Viesczy That latter 3 note flurry one of yours looks very... interesting.


----------



## GJaunz (Jan 21, 2011)

@Derek: I hear that man, bebop is a lot to take in! I tend to prefer the 'cooler' stuff. I've been working on modal stuff a bit myself. I was going to do a lesson series on modal playing, but I did one on the locrian mode and it just wasn't very popular (and it took me a while to make!), so I decided to abandon the series idea. You're definitely way past the lesson, but you might enjoy playing along with the jam track I included at the end, so I'll post a link in case you want to try it out. 

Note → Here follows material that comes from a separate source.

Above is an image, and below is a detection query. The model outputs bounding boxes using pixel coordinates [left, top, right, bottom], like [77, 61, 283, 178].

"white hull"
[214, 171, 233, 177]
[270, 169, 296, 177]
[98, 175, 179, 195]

@SirMyghin: Hmm, no exercises I can think of other than repetition of some sort of sweeping pattern that you're already good at that doesn't have a tap and adding a tapped note at the top of it. I can give you some pointers though (some of this you prob already know). 
-Do the tap with your middle finger so you don't have to adjust your grip on the pick. 
-make sure you have the left hand part down without having to think about it or look at your left hand, this will allow you to stare at the fret you're going to tap the whole time.
-get comfortable with sweeping back down the strings further away from the bridge so that you can start sweeping back down the strings in sort of a diagonal motion instead of trying to bring your picking hand back to it's normal picking spot near the bridge immediately after tapping
-as for the multifinger stuff, I actually did a couple lessons on that. I'll put links below. They're not combined with a sweep, but they still might help.



Multi-fingered tapping lesson 1


Multi-fingered tapping lesson 2


----------



## SirMyghin (Jan 21, 2011)

Thanks a lot dude, I figured you might have something in your bag of tricks. The whole sweeping near the bridge is definitely something I am doing, the diagonal return / sweeping closer would definitely help in this case to minimize the distance. I will need to get better in sweeping so I don't hit the neck pickup, I hate the sound the pick makes hitting a pickup (as my picks are stone they give a good clack). Might just have to lower the neck a touch anyway, it is riding pretty high nowadays.

The pick is definitely the hurdle here, as I do some multifinger tapping on bass. Moving the pick up the thumb a bit might help so I don't accidentally tap the pick into the freaking board too.


----------



## GJaunz (Jan 21, 2011)

> Thanks a lot dude, I figured you might have something in your bag of tricks.


 
No problemo, glad to help! I had no idea you could get pick-up covers made out of stone. That's pretty awesome! I bet they look great with a nice figured top.


----------



## SirMyghin (Jan 21, 2011)

GJaunz said:


> No problemo, glad to help! I had no idea you could get pick-up covers made out of stone. That's pretty awesome! I bet they look great with a nice figured top.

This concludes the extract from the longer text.